Calif. racing exec Kirk Breed dies
SACRAMENTO, Calif. (AP)
Kirk E. Breed, the executive director of the California Horse Racing Board and a former lobbyist in Sacramento specializing in horse racing issues, has died. He was 73.
Board spokesman Mike Marten said Breed died of cancer Wednesday in a Sacramento hospital.
Breed had continued overseeing CHRB operations throughout his long illness. He had surgery for his cancer last September.
He was appointed to the CHRB post and its $116,508 annual salary in February 2008. As executive director of the agency that regulates horse racing in the state, Breed oversaw enforcement and licensing and directed and implemented the CHRB's equine drug-testing program, among other duties.
''I believe in providing good leadership and getting people to work with me, not for me,'' Breed said at the time of his appointment. ''All things considered, I believe this job is a good fit for me.''
CHRB Chairman David Israel agreed in a statement on Wednesday, calling Breed ''a beloved colleague and friend.''
''No one was more dedicated to assuring the welfare of the horse, the well-being of the participants and the integrity of the sport than Kirk,'' Israel said.
Breed's experience with horses began in the late 1950s when he helped his father train and race quarter horses while Breed attended Oklahoma State on a football scholarship. After graduating with a degree in zoology, he spent five years in Chile with the Peace Corps.
He worked for the State Department in Washington, D.C., and served two years as a Peace Corps director in Colombia.
Breed spent six years working for the Oklahoma Department of Tourism and Recreation. He was a founding member of the Oklahoma Horse Council and wrote legislation that became law as the Oklahoma Trails Act.

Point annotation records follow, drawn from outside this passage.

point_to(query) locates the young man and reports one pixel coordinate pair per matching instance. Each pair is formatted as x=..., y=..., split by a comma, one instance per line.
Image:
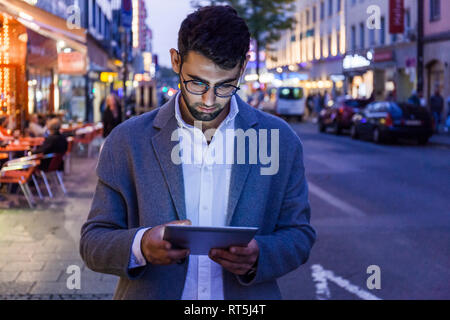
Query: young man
x=142, y=187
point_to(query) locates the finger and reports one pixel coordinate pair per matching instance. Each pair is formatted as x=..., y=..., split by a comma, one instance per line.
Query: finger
x=162, y=244
x=176, y=255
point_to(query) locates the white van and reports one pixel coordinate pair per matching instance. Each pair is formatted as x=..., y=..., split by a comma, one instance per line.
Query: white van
x=290, y=102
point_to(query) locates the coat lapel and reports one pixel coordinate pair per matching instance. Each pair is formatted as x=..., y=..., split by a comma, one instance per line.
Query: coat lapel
x=163, y=145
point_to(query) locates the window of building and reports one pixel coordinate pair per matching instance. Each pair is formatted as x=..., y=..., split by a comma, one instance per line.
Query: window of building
x=362, y=35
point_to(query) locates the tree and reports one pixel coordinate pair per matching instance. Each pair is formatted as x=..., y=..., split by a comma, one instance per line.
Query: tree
x=266, y=19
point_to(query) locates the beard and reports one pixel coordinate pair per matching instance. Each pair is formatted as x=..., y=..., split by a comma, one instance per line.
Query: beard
x=197, y=114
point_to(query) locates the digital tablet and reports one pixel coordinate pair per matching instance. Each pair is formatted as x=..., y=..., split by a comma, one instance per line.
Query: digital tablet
x=200, y=240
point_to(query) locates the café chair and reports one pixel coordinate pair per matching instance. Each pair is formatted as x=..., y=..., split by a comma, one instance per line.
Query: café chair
x=20, y=173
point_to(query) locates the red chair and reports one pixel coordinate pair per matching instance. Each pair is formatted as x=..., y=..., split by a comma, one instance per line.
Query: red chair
x=21, y=173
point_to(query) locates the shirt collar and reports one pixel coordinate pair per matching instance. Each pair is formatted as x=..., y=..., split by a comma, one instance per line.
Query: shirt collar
x=234, y=109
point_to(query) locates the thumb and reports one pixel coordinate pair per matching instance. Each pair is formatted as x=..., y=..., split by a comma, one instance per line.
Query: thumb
x=181, y=222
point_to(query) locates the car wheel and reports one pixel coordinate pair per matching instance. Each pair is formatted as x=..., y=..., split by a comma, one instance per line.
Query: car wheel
x=354, y=132
x=423, y=140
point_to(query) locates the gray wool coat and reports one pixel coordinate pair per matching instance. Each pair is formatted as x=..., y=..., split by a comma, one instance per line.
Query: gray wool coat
x=140, y=186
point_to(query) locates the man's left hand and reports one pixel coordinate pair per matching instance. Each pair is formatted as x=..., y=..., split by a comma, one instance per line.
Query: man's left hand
x=237, y=260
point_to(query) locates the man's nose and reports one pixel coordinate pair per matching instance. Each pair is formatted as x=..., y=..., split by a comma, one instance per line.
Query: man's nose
x=209, y=98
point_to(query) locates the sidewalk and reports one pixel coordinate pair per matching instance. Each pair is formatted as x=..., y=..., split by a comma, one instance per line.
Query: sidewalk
x=37, y=246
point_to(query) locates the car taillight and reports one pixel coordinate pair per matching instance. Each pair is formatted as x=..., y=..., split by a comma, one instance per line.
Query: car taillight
x=389, y=121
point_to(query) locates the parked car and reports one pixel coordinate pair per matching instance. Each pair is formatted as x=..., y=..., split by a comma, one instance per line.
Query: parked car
x=290, y=102
x=384, y=121
x=339, y=115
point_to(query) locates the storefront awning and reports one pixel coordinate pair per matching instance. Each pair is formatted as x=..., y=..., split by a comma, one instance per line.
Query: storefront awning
x=45, y=23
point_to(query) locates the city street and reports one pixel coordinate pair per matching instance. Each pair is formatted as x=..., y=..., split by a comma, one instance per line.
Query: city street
x=383, y=205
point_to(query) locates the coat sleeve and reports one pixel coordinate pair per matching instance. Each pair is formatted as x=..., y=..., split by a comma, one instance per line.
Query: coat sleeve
x=289, y=245
x=106, y=239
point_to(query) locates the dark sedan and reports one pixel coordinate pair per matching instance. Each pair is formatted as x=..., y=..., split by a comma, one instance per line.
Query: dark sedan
x=339, y=116
x=387, y=121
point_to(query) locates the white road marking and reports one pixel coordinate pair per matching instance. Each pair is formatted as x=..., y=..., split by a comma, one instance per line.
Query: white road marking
x=334, y=201
x=321, y=277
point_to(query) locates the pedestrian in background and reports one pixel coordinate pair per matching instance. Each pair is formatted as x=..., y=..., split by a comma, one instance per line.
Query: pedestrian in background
x=54, y=143
x=112, y=116
x=436, y=107
x=414, y=99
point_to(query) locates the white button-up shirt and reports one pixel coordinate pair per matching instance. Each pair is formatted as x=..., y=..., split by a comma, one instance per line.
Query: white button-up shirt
x=206, y=189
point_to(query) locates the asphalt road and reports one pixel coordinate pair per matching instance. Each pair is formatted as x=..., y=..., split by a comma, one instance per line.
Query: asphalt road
x=382, y=205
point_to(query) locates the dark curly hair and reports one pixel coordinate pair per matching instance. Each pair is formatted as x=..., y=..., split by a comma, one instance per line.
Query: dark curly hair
x=216, y=32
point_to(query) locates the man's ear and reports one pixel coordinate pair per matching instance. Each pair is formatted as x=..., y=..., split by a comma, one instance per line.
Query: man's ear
x=176, y=60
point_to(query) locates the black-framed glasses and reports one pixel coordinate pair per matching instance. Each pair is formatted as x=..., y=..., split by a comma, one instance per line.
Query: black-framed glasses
x=199, y=87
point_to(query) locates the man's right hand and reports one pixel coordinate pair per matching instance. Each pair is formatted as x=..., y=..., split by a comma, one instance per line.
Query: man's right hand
x=158, y=251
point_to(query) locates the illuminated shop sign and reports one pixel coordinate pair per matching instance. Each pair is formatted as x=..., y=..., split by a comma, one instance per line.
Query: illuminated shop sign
x=355, y=61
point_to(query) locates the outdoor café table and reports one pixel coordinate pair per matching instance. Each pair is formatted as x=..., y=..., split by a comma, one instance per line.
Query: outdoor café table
x=32, y=142
x=12, y=148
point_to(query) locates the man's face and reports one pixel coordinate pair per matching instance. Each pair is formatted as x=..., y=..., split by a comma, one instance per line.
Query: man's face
x=206, y=107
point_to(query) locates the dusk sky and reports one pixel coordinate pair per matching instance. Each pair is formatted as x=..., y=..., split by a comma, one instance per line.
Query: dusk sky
x=165, y=17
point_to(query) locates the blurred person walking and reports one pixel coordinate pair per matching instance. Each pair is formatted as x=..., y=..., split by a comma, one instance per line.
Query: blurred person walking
x=54, y=143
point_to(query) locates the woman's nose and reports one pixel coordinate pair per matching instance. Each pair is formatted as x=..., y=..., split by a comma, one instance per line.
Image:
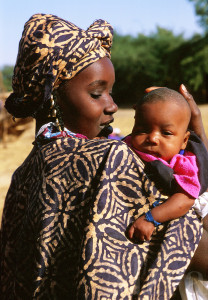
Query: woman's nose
x=153, y=138
x=110, y=106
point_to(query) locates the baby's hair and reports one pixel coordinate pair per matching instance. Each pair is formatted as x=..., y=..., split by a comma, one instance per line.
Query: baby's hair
x=163, y=94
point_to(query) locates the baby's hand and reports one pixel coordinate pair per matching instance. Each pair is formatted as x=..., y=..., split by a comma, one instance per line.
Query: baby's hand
x=141, y=229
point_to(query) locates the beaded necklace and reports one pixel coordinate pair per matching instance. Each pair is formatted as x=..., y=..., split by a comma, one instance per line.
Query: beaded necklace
x=50, y=131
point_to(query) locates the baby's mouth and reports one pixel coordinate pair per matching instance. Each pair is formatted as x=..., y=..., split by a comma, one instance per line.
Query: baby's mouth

In 1979, Breed was appointed general manager of the California Exposition and State Fair, turning it into one of the premier agricultural fairs in the country during his six-year tenure. He directed the opening of one of the first satellite wagering facilities in Northern California in 1985.
''We wanted to be the first satellite facility to open, and with very little money we were able to open the doors of the grandstand in one of the coldest, wettest winters in memory,'' he said. ''We heated the place with orchard butane heaters and the people loved it. Overnight, we had racing 220 days a year in Sacramento.''
In 1988, Breed took a job in state government analyzing all legislation pertaining to horse racing and gaming. He began his own lobbying and consulting firm in 1990.
Breed is survived by wife Mary Ann, their young daughter Cloe, and his three adult children.